Posts Tagged ‘On the Web’

Naked Conversations: How Blogs are Changing the Way Businesses Talk with Customers

August 19, 2009 - 1:10 pm No Comments

Robert Scoble helps run Microsoft’s Channel 9 Web site. He began his blog in 2000 and now has more than 3.5 million readers every year. Scoble’s blog has earned acclaim in Fortune magazine, Fast Company, and The Economist.

Shel Israel played a key strategic role in introducing some of technology’s most successful products, including PowerPoint, FileMaker, and Sun Microsystems workstations.He’s been an expert on innovation for more than twenty years.

An Excerpt from Naked Conversations:

Bloggings’s Six Pillars: There are six key differences between blogging and any other communications channel. You can find any of them elsewhere. These are the Six Pillars of Blogging:

1.Publishable.Anyone can publish a blog.You can do it cheaply and post often. Each posting is instantly available worldwide.

2.Findable. Through search engines, people will find blogs by subject, by author, or both. The more you post, the more findable you become.

3.Social. The blogosphere is one big conversation.

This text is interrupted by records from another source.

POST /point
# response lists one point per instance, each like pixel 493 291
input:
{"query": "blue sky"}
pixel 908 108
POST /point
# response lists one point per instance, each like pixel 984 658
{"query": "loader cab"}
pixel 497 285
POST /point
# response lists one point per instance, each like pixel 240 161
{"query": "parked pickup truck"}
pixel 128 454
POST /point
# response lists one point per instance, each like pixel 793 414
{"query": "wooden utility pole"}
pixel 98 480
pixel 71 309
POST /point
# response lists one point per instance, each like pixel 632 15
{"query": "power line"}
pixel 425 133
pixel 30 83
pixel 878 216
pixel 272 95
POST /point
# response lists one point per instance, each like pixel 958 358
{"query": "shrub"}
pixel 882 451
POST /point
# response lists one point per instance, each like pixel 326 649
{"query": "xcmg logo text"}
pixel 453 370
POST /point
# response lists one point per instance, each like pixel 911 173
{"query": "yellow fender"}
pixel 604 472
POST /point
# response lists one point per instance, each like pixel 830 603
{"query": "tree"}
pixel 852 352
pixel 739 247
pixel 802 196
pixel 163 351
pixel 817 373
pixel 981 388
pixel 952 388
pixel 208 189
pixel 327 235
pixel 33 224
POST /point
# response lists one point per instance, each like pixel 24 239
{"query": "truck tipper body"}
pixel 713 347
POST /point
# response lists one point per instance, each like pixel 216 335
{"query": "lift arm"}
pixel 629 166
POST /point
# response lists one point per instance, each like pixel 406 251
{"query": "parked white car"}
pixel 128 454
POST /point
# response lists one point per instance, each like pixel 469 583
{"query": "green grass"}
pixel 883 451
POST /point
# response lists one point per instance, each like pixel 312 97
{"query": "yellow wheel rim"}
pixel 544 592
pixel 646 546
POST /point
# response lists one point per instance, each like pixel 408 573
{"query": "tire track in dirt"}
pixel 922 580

Interesting topical conversations move from site to site, linking to each other. Through blogs, people with shared interests build relationships unrestricted by geographic borders.

4.Viral. Information often spreads faster through blogs than via a newsservice. No form of viral marketing matches the speed and efficiency of a blog.

5.Syndicatable. By clicking on an icon, you can get free “home delivery” of RSS- enabled blogs into your e-mail software. RSS lets you know when a blog you subscribe to is updated, saving you search time. This process is considerably more efficient than the last- generation method of visiting one page of one web site at a time looking for changes.

6.Linkable. Because each blog can link to all others, every blogger has access to the tens of millions of people who visit the blogosphere every day.

You can find each of these elements elsewhere. None is, in itself, all that remarkable. But in final assembly, they are the benefits of the most powerful two-way Internet communications tool so far developed.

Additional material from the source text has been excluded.